President Petro Poroshenko warned last week that protesters blocking a railway to the coal-rich war zone could cause power outages across the country and job losses as a result. Ultranationalists have put a stop to a railway line since the end of January that runs between the coal-producing east and the rest of Ukraine to protest against Kiev's trade with it foe.

Ukraine has declared a state of emergency in the energy sector over the blockade. Prime Minister Volodymyr Groysman said Friday the cash-starved and war-torn east European country could soon start losing electricity and heating because of the strike.

"The government's position is clear -- we are ready for dialogue, for professional talks," Ukrainian media quoted the pro-Western prime minister as saying. "But we are not ready for sabotage."

The strikers believe that the insurgents use the freight cars to shuttle fighters and weapons to hotspots in the war. They also accuse corrupt officials of allowing contraband to reach Ukraine from the east along with the specific type of coal used by the country's power plants throughout Ukraine. Groysman warned of an imminent deficit in both power and heating. He added that steel mills "that employ 300,000" people could fall silent.

"That sector comprises 12 percent of our gross domestic product," he said. "If there is a stoppage, it will mean that the strikers want to take away our opportunity for economic growth." Ukraine bounced back from a 2014-15 recession in which its economy contracted by about 17 percent to see 2.2 percent growth last year.

The trade has gone on even as Kiev and the separatists are locked in a 34-month conflict that has claimed more than 10,000 lives.
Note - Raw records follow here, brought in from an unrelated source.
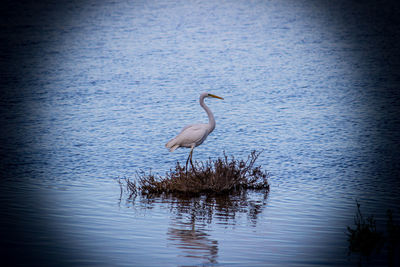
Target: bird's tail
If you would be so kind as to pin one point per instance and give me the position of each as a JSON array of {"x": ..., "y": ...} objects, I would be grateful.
[{"x": 171, "y": 145}]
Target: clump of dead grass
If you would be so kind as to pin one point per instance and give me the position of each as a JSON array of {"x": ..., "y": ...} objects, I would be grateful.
[{"x": 219, "y": 176}]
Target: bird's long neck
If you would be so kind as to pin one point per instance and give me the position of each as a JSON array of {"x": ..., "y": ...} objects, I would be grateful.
[{"x": 211, "y": 120}]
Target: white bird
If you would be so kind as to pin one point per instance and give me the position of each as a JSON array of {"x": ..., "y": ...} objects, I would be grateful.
[{"x": 194, "y": 135}]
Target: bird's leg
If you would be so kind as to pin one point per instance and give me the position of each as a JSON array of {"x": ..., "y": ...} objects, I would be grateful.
[{"x": 187, "y": 161}]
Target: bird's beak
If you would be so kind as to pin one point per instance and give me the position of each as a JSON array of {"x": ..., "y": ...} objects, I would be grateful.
[{"x": 216, "y": 96}]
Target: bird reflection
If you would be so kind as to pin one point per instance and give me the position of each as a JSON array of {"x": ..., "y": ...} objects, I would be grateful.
[
  {"x": 193, "y": 240},
  {"x": 188, "y": 229}
]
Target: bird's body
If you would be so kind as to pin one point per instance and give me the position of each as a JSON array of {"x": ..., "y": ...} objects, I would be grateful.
[{"x": 194, "y": 135}]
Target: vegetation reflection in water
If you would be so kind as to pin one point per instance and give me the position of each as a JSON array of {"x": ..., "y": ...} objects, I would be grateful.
[{"x": 235, "y": 188}]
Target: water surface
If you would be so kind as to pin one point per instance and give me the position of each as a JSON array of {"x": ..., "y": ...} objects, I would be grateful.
[{"x": 106, "y": 84}]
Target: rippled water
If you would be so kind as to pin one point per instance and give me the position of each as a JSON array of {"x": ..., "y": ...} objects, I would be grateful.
[{"x": 101, "y": 86}]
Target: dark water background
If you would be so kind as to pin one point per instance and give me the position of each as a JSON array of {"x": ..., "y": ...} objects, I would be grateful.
[{"x": 92, "y": 90}]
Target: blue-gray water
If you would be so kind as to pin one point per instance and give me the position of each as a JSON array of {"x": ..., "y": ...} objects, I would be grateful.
[{"x": 95, "y": 89}]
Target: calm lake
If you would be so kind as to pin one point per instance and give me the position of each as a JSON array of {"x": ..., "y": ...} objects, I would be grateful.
[{"x": 99, "y": 87}]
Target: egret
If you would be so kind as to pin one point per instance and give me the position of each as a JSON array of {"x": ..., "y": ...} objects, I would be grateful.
[{"x": 194, "y": 135}]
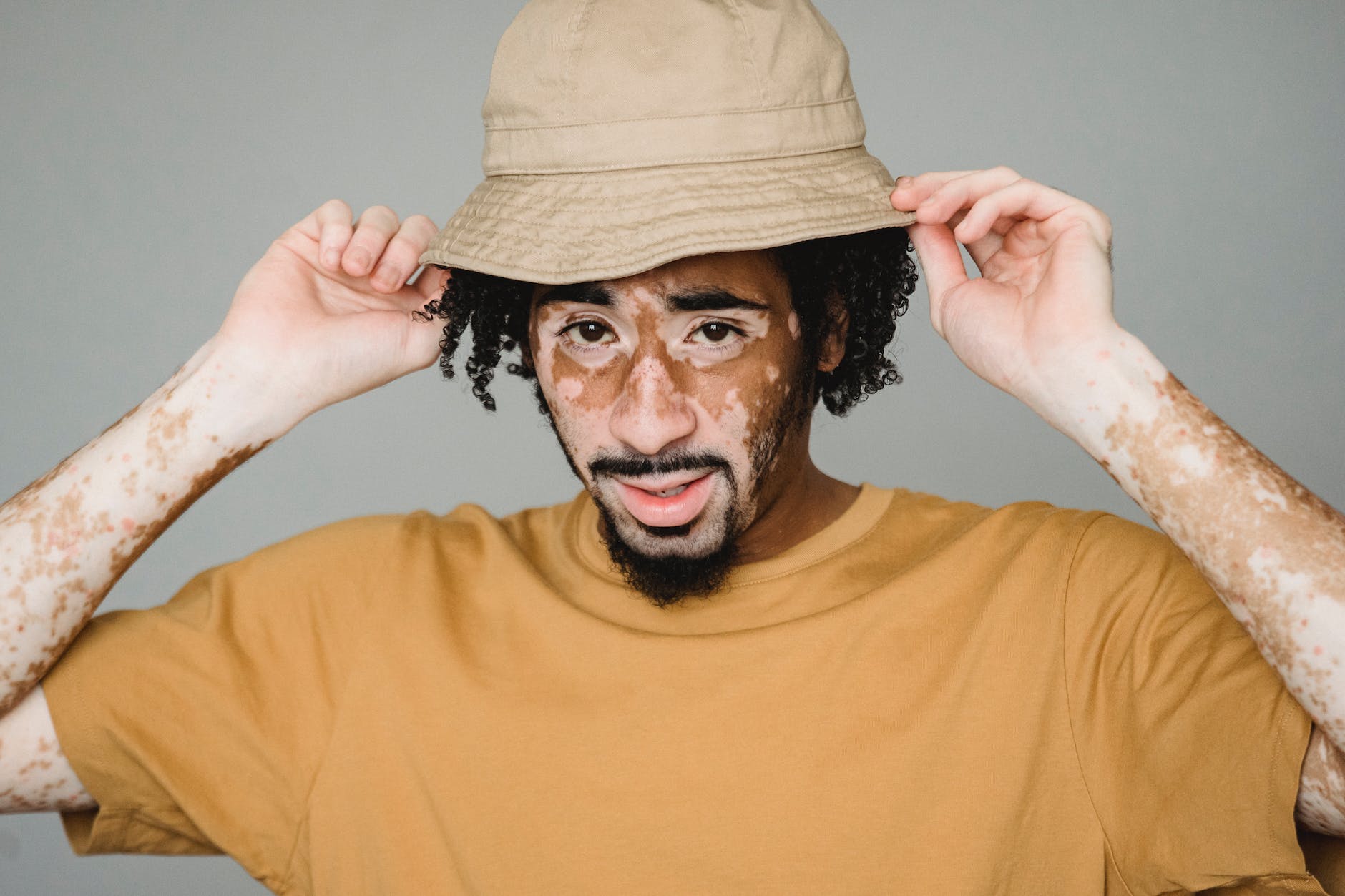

One soldier was reported killed Monday while the Organization of Security and Co-operation in Europe (OSCE) mentioned a sharp de-escalation of violence in the days since a new truce went into effect on Monday.

The European security body in charge of monitoring the implementation of repeatedly broken peace deals in Europe's only war said it could not confirm that the sides had pulled backed their big guns from the front as promised. "Without the update on inventories the OSCE cannot verify the withdrawal of the weapons and the disengagement of the sides. Without these verifications the process will not work. There must be evidence. "If there is no proof and no trust, the process will break down," it said.